The semantics of this part of the stack are a bit of a mystery to me….
m
Cluster changes shouldn’t require replacing the k8s provider—this is actually pretty surprising. However, this is what would happen if for some reason we felt that the provider did need to be replaced. I’ll be on a flight for the next while—@white-balloon-205 or @incalculable-sundown-82514, can one of you take a glance at this?
w
Yeah - I'm looking now. Going to open an issue to track this and we can move investigation there.
g
are you sure this a GCP provider specific problem? I thought it might be more of a general problem how resource changes / dependencies are tracked and propagated and how resource imports work. Generally speaking what I’m trying to do is just to use the existing GKE cluster as a tf-like-data-source and use a small subset of it’s values to create a k8s provider. I know that I could technically use
getCluster
instead of
Cluster.get(...)
to get the values I need, but I opted to use Cluster.get because it’s API is nicer. Now the thing is one big difference between Cluster.get and getCluster seems to be that in the former pulumi keeps the output of the previous .get in the state, whereas with getCluster it does not. In conclusion I think if I would have used getCluster I wouldn’t have seen this surprising behaviour. but I’m still wondering why there’s the existence of two potentially overlapping functions
Cluster.get
and
getCluster
and why they must behave so differently.
c
@glamorous-printer-66548 I was proposing it’s a problem with the underlying TF provider for GCP. I could also be wrong, my believability on this is not nearly as high as the people I’ve tagged in.

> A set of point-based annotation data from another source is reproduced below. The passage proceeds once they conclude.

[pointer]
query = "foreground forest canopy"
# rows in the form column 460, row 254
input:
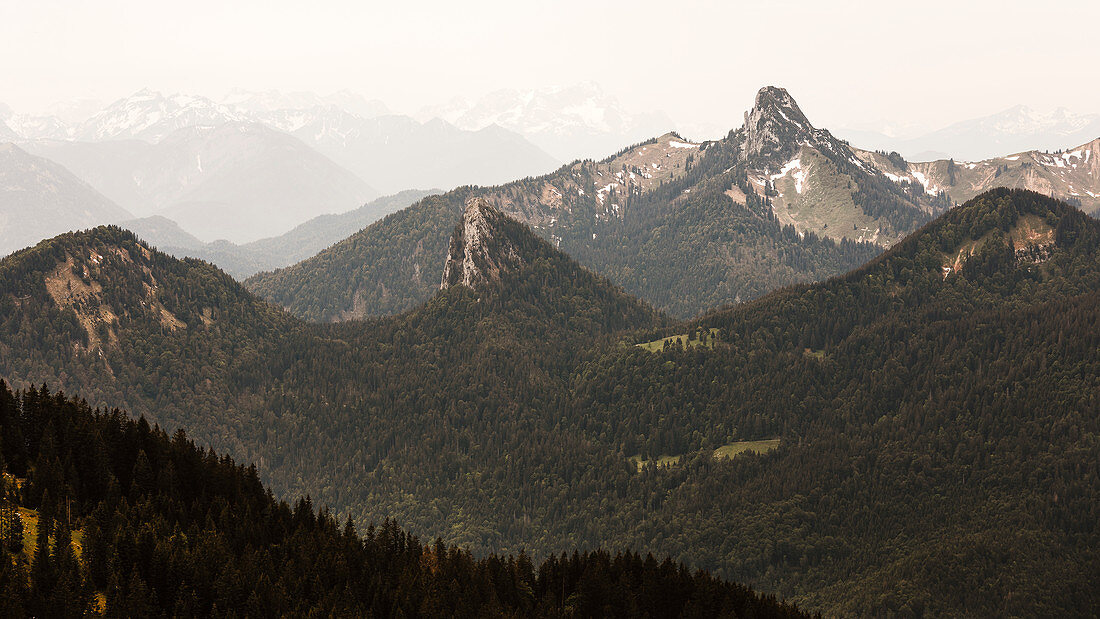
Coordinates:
column 143, row 524
column 919, row 435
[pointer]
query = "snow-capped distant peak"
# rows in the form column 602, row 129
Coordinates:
column 150, row 115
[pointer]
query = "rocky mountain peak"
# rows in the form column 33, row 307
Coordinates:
column 774, row 126
column 481, row 247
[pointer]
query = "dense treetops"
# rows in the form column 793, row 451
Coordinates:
column 935, row 411
column 171, row 529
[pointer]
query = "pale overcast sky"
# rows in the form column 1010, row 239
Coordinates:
column 847, row 63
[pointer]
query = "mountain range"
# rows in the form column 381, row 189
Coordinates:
column 40, row 198
column 862, row 445
column 572, row 122
column 685, row 225
column 239, row 181
column 301, row 242
column 1014, row 130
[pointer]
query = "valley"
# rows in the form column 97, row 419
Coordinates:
column 427, row 415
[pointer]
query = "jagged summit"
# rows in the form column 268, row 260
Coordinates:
column 774, row 126
column 480, row 247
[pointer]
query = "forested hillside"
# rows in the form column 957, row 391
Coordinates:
column 919, row 435
column 143, row 524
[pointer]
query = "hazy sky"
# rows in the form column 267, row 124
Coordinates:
column 846, row 63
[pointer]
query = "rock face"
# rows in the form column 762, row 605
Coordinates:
column 480, row 249
column 773, row 125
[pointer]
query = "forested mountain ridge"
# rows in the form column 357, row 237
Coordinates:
column 142, row 524
column 931, row 417
column 273, row 252
column 686, row 227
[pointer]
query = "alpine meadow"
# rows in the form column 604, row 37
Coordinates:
column 528, row 310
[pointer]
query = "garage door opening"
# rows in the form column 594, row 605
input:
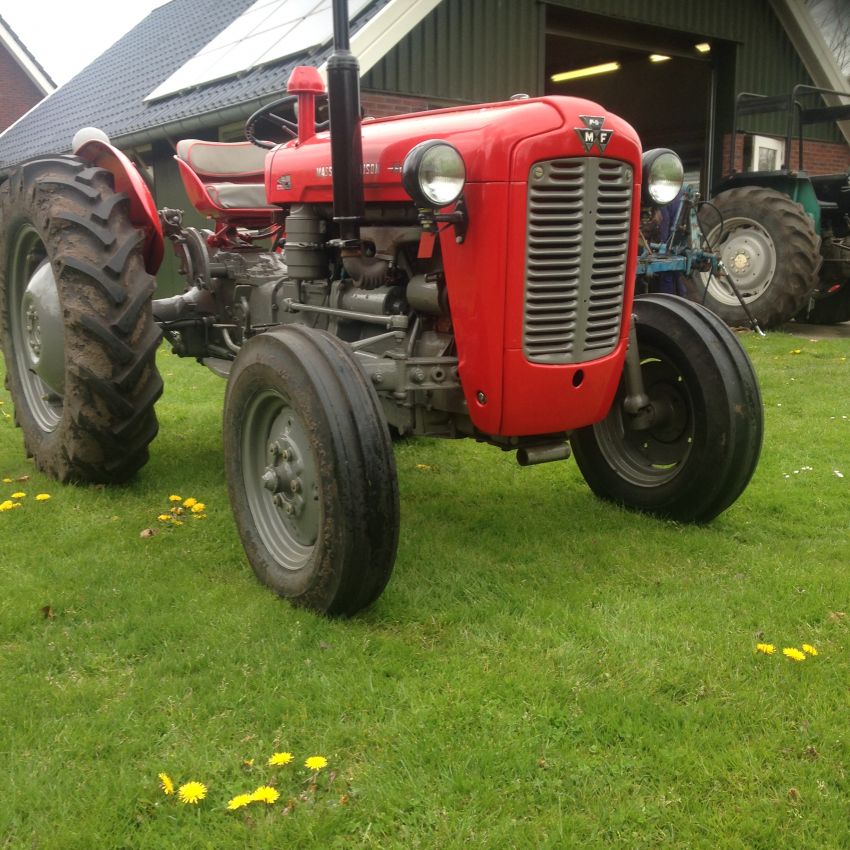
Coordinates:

I’m do not believe this is a problem with GCP itself.
As for the other stuff you mention, it’s very interesting context, thanks.
w
This is related to the way we handle 1st class provider (
new ks8.Provider
) in the Pulumi engine. We believe that in general you shouldn't see this behaviour - but we'll need to reproduce to understand exactly what is triggering this in the specific case here.
g
So in addition to my concrete gke / k8s specific problem, I want to raise again the question: What are the main differences between
get<Resource>(...)
and
Resource.get(...)
and why do those two overlapping methods with different underlying behaviour exist? What was the idea / philosophy for having this distinction? We discussed this to some extent here https://pulumi-community.slack.com/archives/C84L4E3N1/p1538172290000200 having now faced the gke / k8s problem I’m still confused about the intention.
w
The
getXYZ
functions are derived from a Terraform concept of "data sources". They are 1:1 with a Terraform data source. They do not return full fledged Pulumi resources, they are just code that runs to make certain API calls against the target cloud. The
Resource.get()
methods are a Pulumi concept that lets you read in the state of a resource and persist it to the checkpoint. They return true Pulumi resources that can be used like any other. We are expecting these to be used as a key path to how resources can be adopted into a Pulumi program. For now, the former is generally more "battle tested" for the cases where it exists.
g
I see. I’m wondering though why the state of a resource that is read via
Resource.get(...)
is persisted to the checkpoint? The resource is anyways not under management of pulumi, so what’s the point?
i
The resource is anyways not under management of pulumi, so what’s the point?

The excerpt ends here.